Olivier Breitman : Pas du tout, j’ai dû repasser les auditions. C’était le principe, tout le monde devait être à chance égale. Quand j’ai vu qu’ils reprenaient Le Roi Lion, je me suis mis sur les rangs. Si Le Roi Lion a été ma première grosse comédie musicale, entre-temps (j’ai fait bien d’autres spectacles musicaux comme La Nuit d’Elliot Fall avec Jean-Luc Revol, L’Hôtel des Roches Noires de Françoise Cadol, une autre grosse comédie musicale Dirty Dancing. Et puis, il y a eu Un Violon sur le toit, avec l’Opéra du Rhin qui fut une expérience magnifique. Parce que c’était une programmation à l’Opéra de Strasbourg, que c’est une œuvre extraordinaire, et surtout que cela m’a permis de travailler avec Barry Kosky, le directeur de l’Opéra-Comique de Berlin et metteur en scène de génie. J’avais donc très envie de revenir me frotter au Roi Lion et de retrouver cette autre metteuse en scène de génie qu’est Julie Taymor.
Donc vous avez dû postuler pour reprendre le rôle de Scar ?
Olivier Breitman : Absolument, j’ai envoyé mon CV à Stage Entertainment, aux producteurs et directeurs du Mogador, en espérant qu’ils se souviendraient un petit peu de moi… Ils m’ont convoqué pour passer les auditions. J’avais quand-même un peu d’avance sur les autres, parce que ce Scar, après l’avoir joué plus de 800 fois, je le connaissais intimement.
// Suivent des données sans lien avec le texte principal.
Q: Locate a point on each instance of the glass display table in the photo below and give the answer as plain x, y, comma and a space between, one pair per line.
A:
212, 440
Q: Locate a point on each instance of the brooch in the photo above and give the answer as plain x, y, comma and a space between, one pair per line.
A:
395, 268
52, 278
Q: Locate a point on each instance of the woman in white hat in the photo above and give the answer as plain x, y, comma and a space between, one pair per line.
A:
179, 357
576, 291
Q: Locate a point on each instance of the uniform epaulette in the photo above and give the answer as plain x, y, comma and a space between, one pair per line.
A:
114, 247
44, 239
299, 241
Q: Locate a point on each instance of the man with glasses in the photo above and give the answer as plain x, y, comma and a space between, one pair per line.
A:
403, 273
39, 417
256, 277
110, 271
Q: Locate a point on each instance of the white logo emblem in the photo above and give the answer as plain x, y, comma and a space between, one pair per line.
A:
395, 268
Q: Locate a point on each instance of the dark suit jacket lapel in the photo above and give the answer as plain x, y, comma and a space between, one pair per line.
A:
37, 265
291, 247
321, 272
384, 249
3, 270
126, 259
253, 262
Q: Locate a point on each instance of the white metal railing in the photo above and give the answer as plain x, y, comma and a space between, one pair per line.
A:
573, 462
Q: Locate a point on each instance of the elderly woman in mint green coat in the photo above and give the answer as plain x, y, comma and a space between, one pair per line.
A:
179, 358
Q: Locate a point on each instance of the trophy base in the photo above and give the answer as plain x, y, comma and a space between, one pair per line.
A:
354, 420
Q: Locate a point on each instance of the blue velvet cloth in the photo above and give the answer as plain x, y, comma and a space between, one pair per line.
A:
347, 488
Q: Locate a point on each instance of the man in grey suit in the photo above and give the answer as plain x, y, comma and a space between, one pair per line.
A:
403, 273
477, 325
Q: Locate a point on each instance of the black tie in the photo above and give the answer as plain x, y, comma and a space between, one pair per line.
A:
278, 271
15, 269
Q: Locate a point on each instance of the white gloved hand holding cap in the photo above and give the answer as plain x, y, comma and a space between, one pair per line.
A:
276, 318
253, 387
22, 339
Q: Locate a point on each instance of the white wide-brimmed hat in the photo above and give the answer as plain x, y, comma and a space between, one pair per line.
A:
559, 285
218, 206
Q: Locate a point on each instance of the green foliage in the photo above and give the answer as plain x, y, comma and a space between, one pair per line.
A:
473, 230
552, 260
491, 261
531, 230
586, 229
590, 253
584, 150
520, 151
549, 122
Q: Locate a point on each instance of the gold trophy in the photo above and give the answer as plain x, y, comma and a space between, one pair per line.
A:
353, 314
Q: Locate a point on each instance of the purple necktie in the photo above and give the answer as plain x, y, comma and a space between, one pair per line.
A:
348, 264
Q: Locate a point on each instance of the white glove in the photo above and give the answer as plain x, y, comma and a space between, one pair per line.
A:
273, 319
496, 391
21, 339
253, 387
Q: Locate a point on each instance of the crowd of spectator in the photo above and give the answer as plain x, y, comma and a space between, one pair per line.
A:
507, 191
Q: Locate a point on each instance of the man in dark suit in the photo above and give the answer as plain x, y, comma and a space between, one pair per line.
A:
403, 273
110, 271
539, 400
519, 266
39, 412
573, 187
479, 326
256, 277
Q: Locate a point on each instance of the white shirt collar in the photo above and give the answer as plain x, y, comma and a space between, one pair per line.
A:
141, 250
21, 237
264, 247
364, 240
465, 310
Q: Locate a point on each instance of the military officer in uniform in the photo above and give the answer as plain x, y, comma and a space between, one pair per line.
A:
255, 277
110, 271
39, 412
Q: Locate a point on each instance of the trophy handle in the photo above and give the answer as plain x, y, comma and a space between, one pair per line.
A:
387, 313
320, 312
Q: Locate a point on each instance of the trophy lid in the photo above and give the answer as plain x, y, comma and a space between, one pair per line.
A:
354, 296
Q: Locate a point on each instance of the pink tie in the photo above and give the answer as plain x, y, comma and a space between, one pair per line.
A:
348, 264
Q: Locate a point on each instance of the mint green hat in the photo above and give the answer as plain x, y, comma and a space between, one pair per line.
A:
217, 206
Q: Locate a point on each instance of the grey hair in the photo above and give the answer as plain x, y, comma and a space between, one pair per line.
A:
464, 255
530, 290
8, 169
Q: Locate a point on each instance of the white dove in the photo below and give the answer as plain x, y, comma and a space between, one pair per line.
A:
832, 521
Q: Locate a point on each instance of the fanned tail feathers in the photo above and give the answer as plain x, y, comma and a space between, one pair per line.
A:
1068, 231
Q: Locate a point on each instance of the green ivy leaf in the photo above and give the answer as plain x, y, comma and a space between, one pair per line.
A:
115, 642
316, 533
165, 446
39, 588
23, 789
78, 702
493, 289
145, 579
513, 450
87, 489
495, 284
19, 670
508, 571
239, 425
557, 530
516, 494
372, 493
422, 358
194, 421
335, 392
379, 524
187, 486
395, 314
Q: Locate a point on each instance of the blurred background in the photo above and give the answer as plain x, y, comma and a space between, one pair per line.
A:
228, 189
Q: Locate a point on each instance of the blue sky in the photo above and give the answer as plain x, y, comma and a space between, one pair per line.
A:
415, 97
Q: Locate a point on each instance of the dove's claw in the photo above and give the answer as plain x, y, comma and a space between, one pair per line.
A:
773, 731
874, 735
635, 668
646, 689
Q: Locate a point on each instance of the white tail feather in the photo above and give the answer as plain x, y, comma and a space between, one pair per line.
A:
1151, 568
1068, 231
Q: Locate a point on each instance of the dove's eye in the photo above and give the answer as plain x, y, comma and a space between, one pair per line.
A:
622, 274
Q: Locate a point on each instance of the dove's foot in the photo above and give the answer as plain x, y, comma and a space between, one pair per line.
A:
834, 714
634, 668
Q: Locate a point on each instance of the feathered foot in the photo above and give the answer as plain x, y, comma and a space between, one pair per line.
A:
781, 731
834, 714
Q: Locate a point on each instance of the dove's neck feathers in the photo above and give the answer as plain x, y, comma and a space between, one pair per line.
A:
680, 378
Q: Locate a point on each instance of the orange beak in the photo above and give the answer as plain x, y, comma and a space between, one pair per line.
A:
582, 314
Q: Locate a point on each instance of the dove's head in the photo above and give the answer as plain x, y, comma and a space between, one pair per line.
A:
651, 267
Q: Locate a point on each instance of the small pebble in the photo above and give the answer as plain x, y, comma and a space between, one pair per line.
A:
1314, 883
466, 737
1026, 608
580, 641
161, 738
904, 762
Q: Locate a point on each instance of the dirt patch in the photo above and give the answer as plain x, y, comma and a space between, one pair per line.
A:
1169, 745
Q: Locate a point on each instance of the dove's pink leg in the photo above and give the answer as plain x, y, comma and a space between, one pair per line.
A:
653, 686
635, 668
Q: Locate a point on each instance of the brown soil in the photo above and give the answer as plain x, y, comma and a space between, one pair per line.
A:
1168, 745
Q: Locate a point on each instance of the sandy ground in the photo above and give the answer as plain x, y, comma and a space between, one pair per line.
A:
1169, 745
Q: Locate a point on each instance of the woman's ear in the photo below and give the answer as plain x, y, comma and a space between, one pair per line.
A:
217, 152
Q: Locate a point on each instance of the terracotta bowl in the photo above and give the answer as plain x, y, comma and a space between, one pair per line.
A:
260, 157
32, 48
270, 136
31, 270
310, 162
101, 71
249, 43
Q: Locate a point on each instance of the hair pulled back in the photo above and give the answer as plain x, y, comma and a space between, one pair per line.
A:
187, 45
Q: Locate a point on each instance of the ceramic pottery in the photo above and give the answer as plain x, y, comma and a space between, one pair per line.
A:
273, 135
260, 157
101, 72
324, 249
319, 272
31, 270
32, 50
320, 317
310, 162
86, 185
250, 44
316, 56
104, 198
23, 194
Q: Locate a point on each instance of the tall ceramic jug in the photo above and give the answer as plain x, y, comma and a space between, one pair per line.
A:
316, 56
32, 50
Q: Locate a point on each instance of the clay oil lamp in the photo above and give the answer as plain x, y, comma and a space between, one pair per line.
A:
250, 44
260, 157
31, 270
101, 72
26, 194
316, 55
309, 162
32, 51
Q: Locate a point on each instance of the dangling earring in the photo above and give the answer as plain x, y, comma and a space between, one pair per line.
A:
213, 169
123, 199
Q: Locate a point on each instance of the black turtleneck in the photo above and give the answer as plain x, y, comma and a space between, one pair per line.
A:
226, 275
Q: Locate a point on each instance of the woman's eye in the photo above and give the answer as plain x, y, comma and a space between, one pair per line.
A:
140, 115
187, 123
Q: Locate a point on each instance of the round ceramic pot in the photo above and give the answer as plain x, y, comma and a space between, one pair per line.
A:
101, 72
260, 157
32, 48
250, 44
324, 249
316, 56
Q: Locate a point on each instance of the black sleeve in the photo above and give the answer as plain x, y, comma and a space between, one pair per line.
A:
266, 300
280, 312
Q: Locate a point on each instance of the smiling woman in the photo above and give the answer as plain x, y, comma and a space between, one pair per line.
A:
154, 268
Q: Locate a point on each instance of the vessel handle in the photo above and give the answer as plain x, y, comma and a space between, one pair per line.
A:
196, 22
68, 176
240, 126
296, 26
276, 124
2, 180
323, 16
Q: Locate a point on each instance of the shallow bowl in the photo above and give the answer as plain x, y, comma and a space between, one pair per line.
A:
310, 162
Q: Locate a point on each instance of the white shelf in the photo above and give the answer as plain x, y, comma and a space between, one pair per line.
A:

Pourquoi avez-vous voulu y retourner ?
Olivier Breitman : Parce que j’adore ce spectacle. Le Roi Lion est, il me semble, une œuvre un peu à part dans le répertoire des comédies musicales et même dans les mises en scène de Julie Taymor. Ce spectacle possède quelque chose de très particulier que l’on ne retrouve nulle part ailleurs ! Et puis pour le personnage de Scar. Pendant les trois ans où j’ai déjà joué ce rôle, je me suis passionné sans m’ennuyer une seconde jusqu’à la dernière représentation. Je me suis demandé si j’allais réussir, en ayant dix ans de plus, à me renouveler encore chaque soir. En fait, le personnage est tellement riche, si bien composé et bien écrit, que cela vient tout seul de lui découvrir de nouvelles nuances. Comme je le dis plus haut, entre-temps, j’ai vécu des expériences musicales nouvelles qui font que j’ai en ma possession plus d’armes artistiques pour aborder un rôle comme celui-ci.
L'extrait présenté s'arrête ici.